In 1998, Clément was commissioned by Baltic director Sune Nordgren to record the abandoned quayside building – a silo built in the 1950s and used to store imported grain from eastern Europe – before it was gutted and transformed into the lottery-funded Baltic Centre for Contemporary Art.

The commission was part of a series of projects planned by Nordgren to turn the construction process into a rolling programme of artistic events. Clément says: "I thought this was such a sexy project that I decided to document the whole process."

Since then, Clément has been a regular visitor to the site, usually when it is empty of workers, in order to capture the unique atmosphere of the vast, 42 m high building.

The first stage of construction involved gutting the building to remove the 148 concrete grain silos. In summer 1999, the enormous void was temporarily filled with a huge installation by artist Anish Kapoor. The piece, called Taratantara, consisted of an enormous red PVC trumpet stretched across the 52 m long space. Other temporary art interventions on the building have included a series of gigantic banners by Bruce Maclean which were slung from the roof, and a 2km high light beam by Jaume Plensa.

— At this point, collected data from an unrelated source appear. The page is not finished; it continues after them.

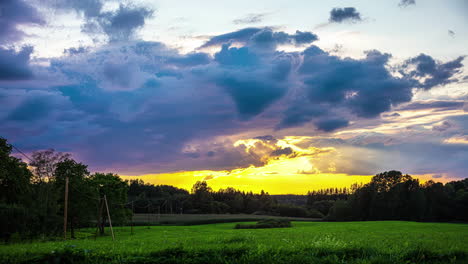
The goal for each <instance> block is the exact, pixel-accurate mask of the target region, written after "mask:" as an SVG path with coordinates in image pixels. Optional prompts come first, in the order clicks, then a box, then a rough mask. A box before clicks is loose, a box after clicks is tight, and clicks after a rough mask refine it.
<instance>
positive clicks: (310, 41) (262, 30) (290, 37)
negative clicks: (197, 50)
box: [202, 27, 318, 48]
mask: <svg viewBox="0 0 468 264" xmlns="http://www.w3.org/2000/svg"><path fill="white" fill-rule="evenodd" d="M316 40H318V37H317V35H315V34H313V33H311V32H302V31H299V30H297V31H296V33H295V34H288V33H285V32H282V31H279V32H277V31H273V29H271V28H268V27H266V28H244V29H241V30H238V31H235V32H231V33H227V34H222V35H218V36H214V37H212V38H210V40H208V41H207V42H206V43H205V44H203V45H202V48H205V47H211V46H216V45H222V44H228V43H232V42H237V43H243V44H248V45H250V46H258V47H260V48H274V47H276V45H280V44H293V45H303V44H309V43H312V42H314V41H316Z"/></svg>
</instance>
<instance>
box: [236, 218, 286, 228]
mask: <svg viewBox="0 0 468 264" xmlns="http://www.w3.org/2000/svg"><path fill="white" fill-rule="evenodd" d="M291 226H292V225H291V221H289V220H287V219H265V220H261V221H258V222H257V223H255V224H237V225H235V226H234V228H235V229H258V228H282V227H291Z"/></svg>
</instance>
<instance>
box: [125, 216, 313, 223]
mask: <svg viewBox="0 0 468 264" xmlns="http://www.w3.org/2000/svg"><path fill="white" fill-rule="evenodd" d="M271 218H281V219H289V220H291V221H320V220H321V219H320V218H301V217H279V216H271V215H252V214H161V215H158V214H135V215H134V216H133V221H134V223H137V224H169V225H170V224H177V225H194V224H212V223H230V222H240V221H256V220H259V219H271Z"/></svg>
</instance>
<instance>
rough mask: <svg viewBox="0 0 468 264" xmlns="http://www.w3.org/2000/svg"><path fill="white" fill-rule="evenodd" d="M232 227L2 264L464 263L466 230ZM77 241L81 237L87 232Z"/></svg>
mask: <svg viewBox="0 0 468 264" xmlns="http://www.w3.org/2000/svg"><path fill="white" fill-rule="evenodd" d="M233 227H234V224H233V223H223V224H209V225H194V226H152V227H150V228H149V229H148V228H147V227H144V226H140V227H135V228H134V234H133V235H131V234H130V228H129V227H118V228H116V241H115V242H112V238H111V237H110V236H105V237H98V238H97V239H96V240H95V239H94V237H88V238H82V239H77V240H72V241H66V242H64V241H55V242H54V241H49V242H35V243H24V244H12V245H1V246H0V263H135V264H136V263H468V246H467V245H468V225H466V224H444V223H415V222H400V221H388V222H346V223H342V222H341V223H336V222H293V227H292V228H278V229H233ZM82 235H86V233H85V232H83V233H82Z"/></svg>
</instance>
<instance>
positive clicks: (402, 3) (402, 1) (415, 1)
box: [398, 0, 416, 7]
mask: <svg viewBox="0 0 468 264" xmlns="http://www.w3.org/2000/svg"><path fill="white" fill-rule="evenodd" d="M415 4H416V0H401V1H400V3H399V4H398V5H399V6H400V7H407V6H410V5H415Z"/></svg>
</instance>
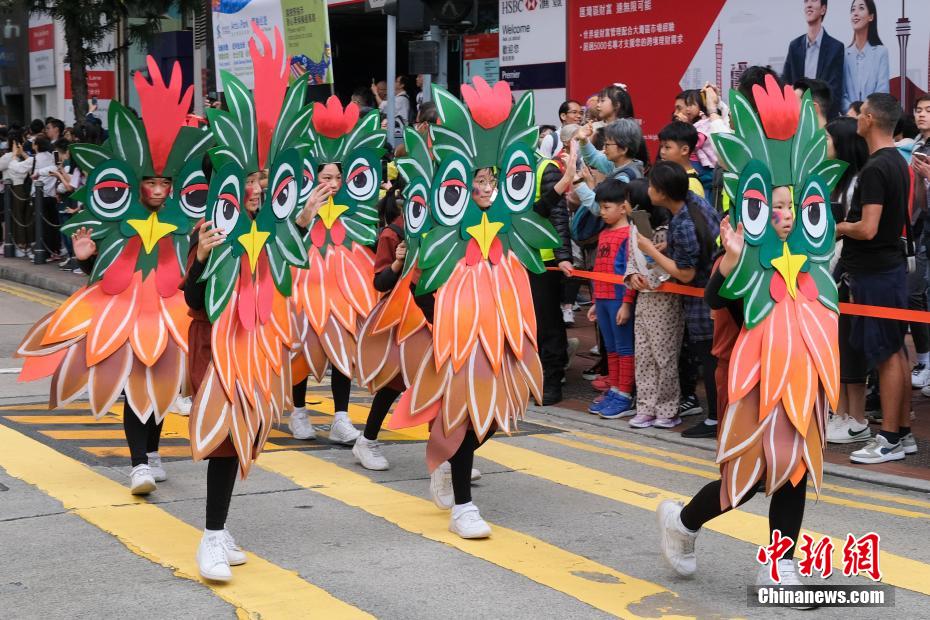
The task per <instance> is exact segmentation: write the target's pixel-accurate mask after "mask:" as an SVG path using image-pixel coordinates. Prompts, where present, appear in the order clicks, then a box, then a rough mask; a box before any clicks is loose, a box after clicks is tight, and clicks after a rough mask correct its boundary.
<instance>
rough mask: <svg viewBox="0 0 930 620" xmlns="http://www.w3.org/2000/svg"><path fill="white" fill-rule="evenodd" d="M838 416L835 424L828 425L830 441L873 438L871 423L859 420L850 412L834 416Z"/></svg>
mask: <svg viewBox="0 0 930 620" xmlns="http://www.w3.org/2000/svg"><path fill="white" fill-rule="evenodd" d="M834 418H837V419H836V420H835V421H834V423H833V426H830V427H827V442H828V443H856V442H859V441H868V440H869V439H871V438H872V431H870V430H869V425H868V424H865V423H863V422H857V421H856V419H855V418H853V417H851V416H849V415H848V414H845V413H844V414H843V415H842V416H834Z"/></svg>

Builders are now completing the installation of five exhibition floors and five mezzanine levels between the preserved north and south facades.

Clément, who was brought up in Aix-en-Provence, France, is something of an aficionado of construction sites. "Building sites were my playground when I was young. I used to break in and play. I realised recently that all the smells – the concrete, the plaster – were from my childhood."

The Ellis Williams Architects-designed centre, which is being billed as northern England's answer to the Tate Modern, is part of a cluster of major projects on the banks of the Tyne. Wilkinson Eyre Architects' dramatic Gateshead Millennium Bridge, situated next to the Baltic, is due to open later this year while work began last month on Foster and Partners' £70m Music Centre on the opposite bank.